Uruguay’s commitment to the principles of the Charter was not about listing good intentions, but rather respecting juridical principles and fundamental values, whose inclusion in the Charter granted them rank of international norm. The principles also constituted essential tools to lead Member States in a world that presented great challenges. States had the moral and juridical duty to find sustainable solutions to make peace and development the rule of coexistence between people.
A serious food crisis was affecting all too many countries in the world, he continued. To find a sustainable and lasting solution, it was necessary to understand and respond to the structural factors present in the origin of the crisis. Correcting the distortions in the multilateral trade system, particularly in agricultural trade, was a decisive way to ensure that there was enough food to cover the needs of the planet.
Apart from dealing with the crisis with urgent measures, it was indispensable to advance towards a long-term solution. That must inevitably imply increased efforts to strengthen the multilateral trading system and to quickly re-launch negotiations in the World Trade Organization. It was essential to do so, especially in the agricultural sector, in order to guarantee food security and avoid returning to protectionist practices that would only worsen the present situation.
One of the most crucial challenges facing the world economy today was the energy crisis.
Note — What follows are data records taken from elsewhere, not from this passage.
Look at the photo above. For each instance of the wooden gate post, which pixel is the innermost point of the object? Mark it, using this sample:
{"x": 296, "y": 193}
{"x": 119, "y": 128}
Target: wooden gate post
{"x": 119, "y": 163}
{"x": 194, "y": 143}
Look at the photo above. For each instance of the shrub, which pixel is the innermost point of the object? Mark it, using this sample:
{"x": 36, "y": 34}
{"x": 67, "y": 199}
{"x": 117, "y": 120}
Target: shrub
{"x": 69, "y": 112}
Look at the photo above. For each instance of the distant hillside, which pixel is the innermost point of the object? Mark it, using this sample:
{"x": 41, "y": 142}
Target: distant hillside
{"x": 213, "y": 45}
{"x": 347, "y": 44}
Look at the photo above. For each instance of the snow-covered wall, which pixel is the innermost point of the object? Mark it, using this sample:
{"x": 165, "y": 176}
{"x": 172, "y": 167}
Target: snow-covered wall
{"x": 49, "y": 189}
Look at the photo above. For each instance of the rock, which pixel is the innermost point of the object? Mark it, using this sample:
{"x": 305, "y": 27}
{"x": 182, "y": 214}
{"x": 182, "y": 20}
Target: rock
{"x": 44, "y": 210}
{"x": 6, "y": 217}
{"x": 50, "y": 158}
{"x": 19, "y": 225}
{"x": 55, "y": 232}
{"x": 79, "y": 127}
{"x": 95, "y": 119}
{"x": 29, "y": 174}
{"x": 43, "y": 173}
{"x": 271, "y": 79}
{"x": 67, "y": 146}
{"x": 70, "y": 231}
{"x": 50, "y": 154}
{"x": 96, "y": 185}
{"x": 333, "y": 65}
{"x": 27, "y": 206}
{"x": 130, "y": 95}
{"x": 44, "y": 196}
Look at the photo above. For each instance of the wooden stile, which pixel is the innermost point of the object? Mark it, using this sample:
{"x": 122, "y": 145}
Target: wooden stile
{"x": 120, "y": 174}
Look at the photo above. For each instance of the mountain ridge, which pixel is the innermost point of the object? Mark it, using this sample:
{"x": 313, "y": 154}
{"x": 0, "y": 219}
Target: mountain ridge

In the case of agriculture, Latin America required technological cooperation from developed countries. Regarding the development of the production of alternative energies, such as bioenergy and biofuels, research and technical assistance were critical to take advantage of opportunities offered by that production, without affecting food security or the environment. The United Nations had a crucial role to play in that regard.
Turning to United Nations reform, he reiterated his country’s support for the Security Council reform process, including the addition of new permanent and non-permanent members. Uruguay would not support the creation of new members with veto rights, however, because such a privilege went against efforts to democratize the Organization. He also stressed the significance of the United Nations as the governing body and main multilateral forum to find solutions suitable for the most important challenges today.